The Central Bank Revises Grounds for Blocking Accounts

The Central Bank Revises Grounds for Blocking Accounts


The Central Bank of Russia has published amendments to Regulation No. 375-P which define the indications of suspicious transactions. By these criteria, banks can block the clients’ accounts. The list of the latter has not changed since 2012 and contains more than 100 items.

The Central Bank collaborated on the amendments with the Federal Financial Monitoring Service of the Russian Federation (known as Rosfinmonitoring). The main purpose of the initiative is to exclude outdated and assimilate up-to-date patterns for identifying irregular transactions "with the help of the evolution of the financial market and the general digitalization of technologies.” The document is currently being assessed for possible regulatory risks.

According to the new amendments, the Central Bank proposes to exclude transactions with high commissions and a number of transactions with complex calculations under non-standard schemes from the list of suspicious transactions. As follows from the document, if in case of any questions from the bank, the client refuses to complete a single transaction or demands to close the account and pay out the money to him or her, it will also be a sign of his/her dubiousness.

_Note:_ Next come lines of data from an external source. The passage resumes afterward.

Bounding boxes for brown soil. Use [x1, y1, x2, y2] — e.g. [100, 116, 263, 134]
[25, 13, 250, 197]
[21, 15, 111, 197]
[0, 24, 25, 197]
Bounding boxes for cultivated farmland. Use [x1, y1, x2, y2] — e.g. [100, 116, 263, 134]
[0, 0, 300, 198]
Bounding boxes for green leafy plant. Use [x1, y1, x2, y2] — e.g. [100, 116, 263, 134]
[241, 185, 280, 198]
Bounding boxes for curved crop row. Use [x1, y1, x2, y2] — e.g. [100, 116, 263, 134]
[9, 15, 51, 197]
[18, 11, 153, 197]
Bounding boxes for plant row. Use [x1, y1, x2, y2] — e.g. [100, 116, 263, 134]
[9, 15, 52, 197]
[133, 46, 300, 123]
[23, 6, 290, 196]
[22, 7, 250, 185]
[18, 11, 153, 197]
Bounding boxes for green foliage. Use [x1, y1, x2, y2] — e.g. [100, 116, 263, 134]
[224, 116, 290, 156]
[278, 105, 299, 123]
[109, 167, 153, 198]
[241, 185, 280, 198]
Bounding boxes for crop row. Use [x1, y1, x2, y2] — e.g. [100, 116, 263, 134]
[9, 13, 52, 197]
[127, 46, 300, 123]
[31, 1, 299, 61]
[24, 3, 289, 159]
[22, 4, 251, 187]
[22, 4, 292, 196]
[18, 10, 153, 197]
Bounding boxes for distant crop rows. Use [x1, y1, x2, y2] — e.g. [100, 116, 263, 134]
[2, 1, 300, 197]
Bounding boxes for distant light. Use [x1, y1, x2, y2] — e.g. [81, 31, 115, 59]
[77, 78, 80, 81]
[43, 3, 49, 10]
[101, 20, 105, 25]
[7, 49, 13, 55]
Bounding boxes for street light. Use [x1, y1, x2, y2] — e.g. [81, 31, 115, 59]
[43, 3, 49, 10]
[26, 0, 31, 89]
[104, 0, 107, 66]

Another proposal is to add the regular cashing operations by individuals to the list of suspicious operations, in cases where the funds come from a legal entity or a self-employed entrepreneur.

Corporate entities should also get closer attention if there if their revenues exceed expenditure significantly. Therefore, the list of grounds for blocking accounts may include issues related to the companies dealing with digital assets or using cash in payments.

Remote transactions carried out on a single device such as a computer, smartphone or tablet, may also be subject to blocking. Financial transactions made on accounts of different legal entities and individuals within the same sub-network may also be considered dubious.

The Central Bank underlined the absence of “limitations” on the revised list, which means the lending organizations have the right to augment it at their own discretion.

Experts point out that banks have already included many earmarks of dubious transactions in their own internal rules, and that is why no significant practical changes can be expected after their introduction at the global level. In terms of the classification of transactions with digital and virtual assets, the qualifications and expertise of bank employees will play the key role.

At present, it will be easier for businesses to understand which transactions are of high risk. Along with it, the attribute that, according to executive documents, makes it possible to refer an operation to the “dubious” category, is of the utmost concern to experts -- it is not obvious how the banks will classify the documents of this kind, as this idea contradicts current regulatory norms for execution of court rulings.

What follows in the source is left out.